Lower cash prices for commodity grains, coupled with higher fat and feeder cattle prices, opens the opportunity to run grazing scenarios of productive cropland. So, lets take a look at how to map this out through a crop rotation and put the budgets together so it stays profitable. We’ll focus on annual grazing systems to ensure the fastest establishing, highest yield option that doesn’t tie up land if prices change fast.
Let’s focus on 2024. Start by planting a cool season annual grazing mix, along with a separate warm season annual mix in the same field. This separation of fields allows you to maintain quality grazing throughout the season. If you planted the entire intended grazing acres to all cool season species and rotated through it, the last paddock would either be too mature, or you would have to start on the first paddock too early and forfeit yield.
The cool season mix should contain cereal grains such as forage oats, forage barley, and triticale. I recommend planting them all, to hedge maturities and environmental conditions. Along with the grass, I’d incorporate a legume such as forage peas and lentils. These are two of the highest yielding annual legumes that will generate nitrogen. The final cocktail ingredient should be fast establishing spring brassicas such as forage rape, kale or swede. The warm season mix planted on the other half of the field will cover the summer slump and carry grazing into the fall. This should consist of millet and BMR sorghum-sudan grass hybrids, warm season legumes like cow peas and dry beans, and brassicas with bulbs that grow into the fall such as turnips and collards.

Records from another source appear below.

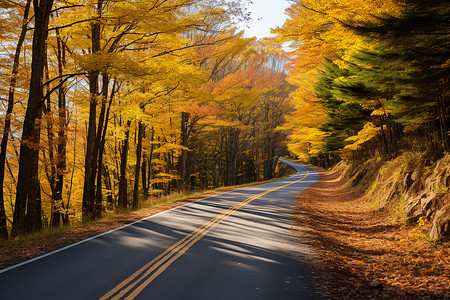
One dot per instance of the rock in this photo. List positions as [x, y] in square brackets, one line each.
[377, 285]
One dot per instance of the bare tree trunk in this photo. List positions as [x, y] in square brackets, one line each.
[7, 125]
[123, 191]
[28, 188]
[138, 165]
[91, 155]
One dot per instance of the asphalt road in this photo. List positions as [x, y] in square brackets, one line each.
[237, 245]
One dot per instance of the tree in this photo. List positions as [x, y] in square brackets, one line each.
[27, 211]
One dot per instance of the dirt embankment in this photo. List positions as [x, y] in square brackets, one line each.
[365, 249]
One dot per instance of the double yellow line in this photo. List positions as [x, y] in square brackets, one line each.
[145, 275]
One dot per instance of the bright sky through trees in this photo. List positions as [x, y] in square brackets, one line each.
[266, 14]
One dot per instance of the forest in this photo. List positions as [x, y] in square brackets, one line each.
[106, 103]
[372, 78]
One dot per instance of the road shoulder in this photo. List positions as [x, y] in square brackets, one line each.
[362, 252]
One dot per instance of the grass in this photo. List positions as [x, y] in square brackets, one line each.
[148, 204]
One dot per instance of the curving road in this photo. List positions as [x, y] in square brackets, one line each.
[236, 245]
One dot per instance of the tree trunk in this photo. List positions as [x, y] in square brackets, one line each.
[7, 124]
[123, 169]
[138, 165]
[28, 187]
[89, 190]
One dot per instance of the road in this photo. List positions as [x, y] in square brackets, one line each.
[237, 245]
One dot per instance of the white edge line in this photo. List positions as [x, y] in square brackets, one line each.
[99, 235]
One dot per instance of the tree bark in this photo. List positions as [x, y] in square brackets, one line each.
[89, 190]
[123, 169]
[7, 124]
[28, 188]
[138, 165]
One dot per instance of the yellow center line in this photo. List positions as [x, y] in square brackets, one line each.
[166, 258]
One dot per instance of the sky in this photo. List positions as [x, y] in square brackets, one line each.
[265, 14]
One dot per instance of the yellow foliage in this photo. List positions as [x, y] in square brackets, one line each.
[368, 132]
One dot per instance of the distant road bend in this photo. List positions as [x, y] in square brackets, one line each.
[237, 245]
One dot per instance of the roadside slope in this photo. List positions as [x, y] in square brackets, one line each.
[359, 244]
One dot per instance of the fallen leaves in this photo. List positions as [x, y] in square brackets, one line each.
[357, 244]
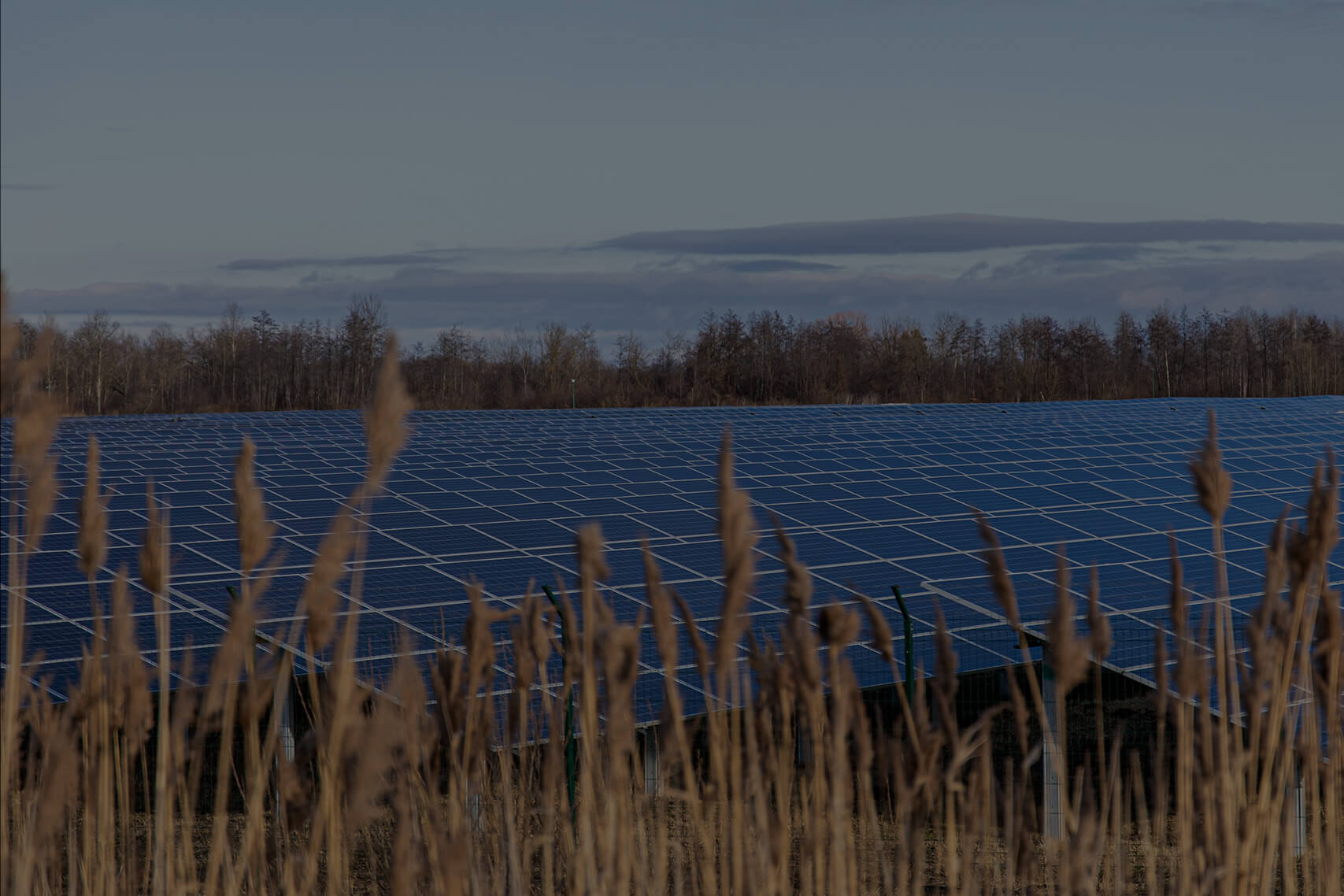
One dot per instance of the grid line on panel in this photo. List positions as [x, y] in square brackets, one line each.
[872, 494]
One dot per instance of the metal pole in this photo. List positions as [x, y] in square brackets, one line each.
[910, 645]
[570, 747]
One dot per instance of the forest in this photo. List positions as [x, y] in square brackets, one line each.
[256, 363]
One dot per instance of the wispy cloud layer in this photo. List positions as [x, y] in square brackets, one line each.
[422, 300]
[350, 261]
[958, 234]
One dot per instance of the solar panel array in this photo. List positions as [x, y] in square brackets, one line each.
[874, 496]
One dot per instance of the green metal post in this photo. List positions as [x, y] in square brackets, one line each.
[570, 747]
[910, 645]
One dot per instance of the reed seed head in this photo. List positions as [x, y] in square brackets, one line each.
[1213, 484]
[254, 532]
[385, 420]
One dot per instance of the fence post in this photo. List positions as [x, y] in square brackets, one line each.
[910, 645]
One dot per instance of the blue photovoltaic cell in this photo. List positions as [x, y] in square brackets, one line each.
[872, 496]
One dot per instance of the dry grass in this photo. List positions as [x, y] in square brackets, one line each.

Potential yield from these mixes will be 6-8 ton as feed, so we’ll figure on 14,000 lbs. When grazing, the utilization rate is usually around 60%. This leaves 8,400 lbs of forage consumed. Let’s plan on grazing cow/calf pairs with a total average weight of 1,600 lbs that eats 2.5% of that weight. That equals a total of 40 lbs consumed. If there are 40 pairs, they’ll need 1,600 lbs per day, which means they can eat on that 8,400 lbs produced for 5.25 days. The value to graze a pair is at least $3.00/pair/day. 40 pairs at $3.00 for 5.25 days/acre means a gross value of $630/acre. With expenses of rent, fertilizer, seed, planting, and fencing – my figures show a total of less than $400/acre.
The best part of this system is that 40% of what grew is still out on the field. The nutrient value and carbon increase is what builds soil health to increase yield of cash crops when they return to the rotation. And don’t forget, there are numerous carbon inset programs paying producers to plant a cover crop and incorporate more grazing. Though not for everyone, these are easily awarded dollars for doing simple practices with minimal red tape.
If you are striving to expand your cow herd but are limited by perennial pastureland, don’t forget that cropland is grazable. These grazing systems have a high reward when calf prices are high, and a long-term reward for your land and soil.